It's very flawed information
Nothing short of a Master Class!!! My heartfelt thanks.
You're very welcome! Thanks for watching!
The bond portion in your portfolio is for stability. By adding bonds during accumulation, you are losing on growth.
But its excellent for the stability during the spending phase. What I would have liked to see was for him to set bonds between 20 and 40% with starting principal at 32M and taking out 4% every year and see what was left over.
I appreciate these discussions
Very flawed and biased not real numbers
I love this series! Thank you Todd and Caleb for your expertise!
Great video! Aren't most people 100% in equities during the accumulation phase and start rebalancing to bonds when they retire?
The variable yielded 32M which makes the actual compounding rate over 40 years to be 11% instead of 12.62%.

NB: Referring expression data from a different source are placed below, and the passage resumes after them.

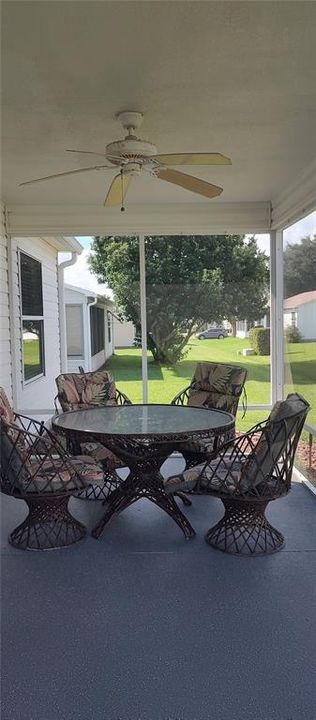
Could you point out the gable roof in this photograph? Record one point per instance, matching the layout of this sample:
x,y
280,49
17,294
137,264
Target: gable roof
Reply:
x,y
299,299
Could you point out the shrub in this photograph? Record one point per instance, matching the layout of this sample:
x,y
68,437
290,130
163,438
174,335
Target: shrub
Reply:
x,y
292,334
260,340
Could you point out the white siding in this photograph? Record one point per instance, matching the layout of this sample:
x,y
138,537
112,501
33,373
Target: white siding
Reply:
x,y
5,345
39,393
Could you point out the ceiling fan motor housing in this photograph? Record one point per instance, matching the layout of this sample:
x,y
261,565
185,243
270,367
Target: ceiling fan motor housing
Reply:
x,y
131,148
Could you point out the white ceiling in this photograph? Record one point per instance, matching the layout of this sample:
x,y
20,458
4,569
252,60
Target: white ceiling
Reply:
x,y
231,77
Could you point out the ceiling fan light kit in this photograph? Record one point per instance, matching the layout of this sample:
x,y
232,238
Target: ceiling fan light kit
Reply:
x,y
134,156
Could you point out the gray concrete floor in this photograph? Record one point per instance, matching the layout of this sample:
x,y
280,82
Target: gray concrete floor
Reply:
x,y
143,625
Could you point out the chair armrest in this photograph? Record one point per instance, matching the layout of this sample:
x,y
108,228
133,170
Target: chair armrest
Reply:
x,y
121,398
182,397
57,408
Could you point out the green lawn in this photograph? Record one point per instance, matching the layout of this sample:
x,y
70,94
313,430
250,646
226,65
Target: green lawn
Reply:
x,y
166,382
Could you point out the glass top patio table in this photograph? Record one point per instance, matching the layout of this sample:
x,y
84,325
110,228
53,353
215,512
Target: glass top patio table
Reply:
x,y
145,420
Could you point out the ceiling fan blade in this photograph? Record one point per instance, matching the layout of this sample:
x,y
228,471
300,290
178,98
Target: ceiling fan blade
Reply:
x,y
69,172
193,159
87,152
117,190
189,182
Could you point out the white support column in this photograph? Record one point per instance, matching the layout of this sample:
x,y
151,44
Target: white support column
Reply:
x,y
143,315
276,318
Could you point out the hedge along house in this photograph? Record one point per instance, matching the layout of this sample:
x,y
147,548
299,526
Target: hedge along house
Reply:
x,y
89,329
32,340
300,312
234,77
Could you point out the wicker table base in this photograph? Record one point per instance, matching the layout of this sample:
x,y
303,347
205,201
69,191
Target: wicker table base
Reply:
x,y
144,481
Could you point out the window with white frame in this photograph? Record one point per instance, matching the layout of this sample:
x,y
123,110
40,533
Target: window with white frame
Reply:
x,y
97,329
32,317
74,324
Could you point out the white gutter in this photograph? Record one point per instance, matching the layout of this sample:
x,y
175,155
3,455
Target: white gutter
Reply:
x,y
62,310
89,305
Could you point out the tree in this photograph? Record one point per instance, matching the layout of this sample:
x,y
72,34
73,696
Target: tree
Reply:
x,y
300,267
246,284
190,281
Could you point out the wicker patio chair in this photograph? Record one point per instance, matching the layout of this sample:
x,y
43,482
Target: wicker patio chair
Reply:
x,y
246,475
79,391
214,385
35,468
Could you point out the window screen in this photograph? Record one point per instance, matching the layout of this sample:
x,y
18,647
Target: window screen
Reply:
x,y
74,324
32,317
97,329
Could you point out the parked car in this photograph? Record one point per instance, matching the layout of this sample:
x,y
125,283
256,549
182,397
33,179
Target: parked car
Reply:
x,y
218,332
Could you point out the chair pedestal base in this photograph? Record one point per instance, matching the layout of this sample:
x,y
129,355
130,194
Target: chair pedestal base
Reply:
x,y
244,530
49,525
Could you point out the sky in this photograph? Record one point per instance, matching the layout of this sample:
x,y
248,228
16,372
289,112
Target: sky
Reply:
x,y
80,275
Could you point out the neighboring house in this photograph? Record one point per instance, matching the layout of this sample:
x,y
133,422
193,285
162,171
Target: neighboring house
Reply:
x,y
124,333
300,311
243,326
89,329
32,340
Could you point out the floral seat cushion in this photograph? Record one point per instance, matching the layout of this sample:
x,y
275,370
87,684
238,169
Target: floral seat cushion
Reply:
x,y
82,390
219,386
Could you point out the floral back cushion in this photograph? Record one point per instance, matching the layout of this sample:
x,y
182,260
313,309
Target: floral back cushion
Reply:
x,y
286,420
217,385
81,390
8,417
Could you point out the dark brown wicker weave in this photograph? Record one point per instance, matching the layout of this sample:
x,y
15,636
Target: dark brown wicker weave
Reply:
x,y
36,468
143,451
247,474
214,385
82,390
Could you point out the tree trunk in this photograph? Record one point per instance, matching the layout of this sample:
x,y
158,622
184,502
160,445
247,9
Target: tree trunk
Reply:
x,y
233,323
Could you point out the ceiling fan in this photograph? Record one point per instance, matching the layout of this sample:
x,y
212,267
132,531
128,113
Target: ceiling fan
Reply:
x,y
135,156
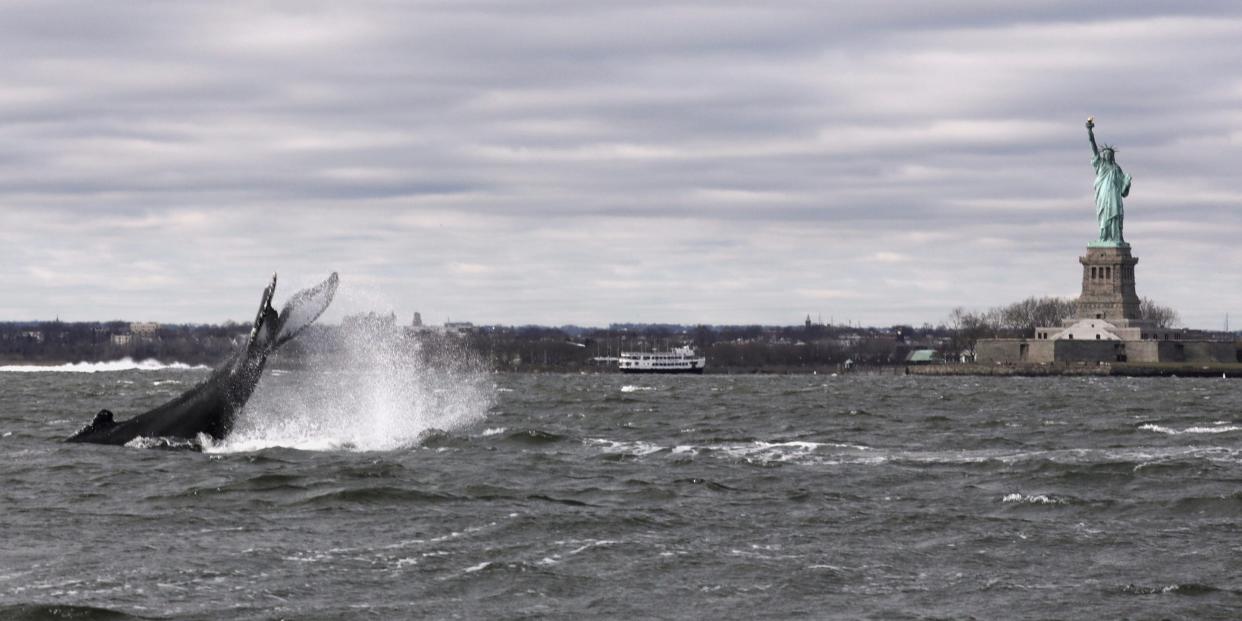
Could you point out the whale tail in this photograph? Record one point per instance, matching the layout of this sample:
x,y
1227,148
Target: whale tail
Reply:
x,y
303,308
272,329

A lot of what he's saying is very very flawed.He said taxes on s&p. There aren't any taxes unless sold. You can borrow against assets so no need to ever do it unless you don't have an emergency account. If its paying dividends, you only pay taxes on the dividends not the entire portfolio. Also if it's paying dividends there's really no need to ever cash out because the dividends can be lived off of for retirement. Even when the market is down the dividends will still be paid out. So one wouldn't need to access life insurance in that instance either. And he didnt factor in what the dividend pay out would be and the number if reinvested. Also fees are very small almost non existent this is 2024 no one is using mutual funds paying a manager. So the taxes and fees would be taken out of the equation. Also he used 60/40 which may be good for someone in retirement. But anyone from 18-60 is most likely doing 80/20. Replacing bonds with life insurance is a good idea.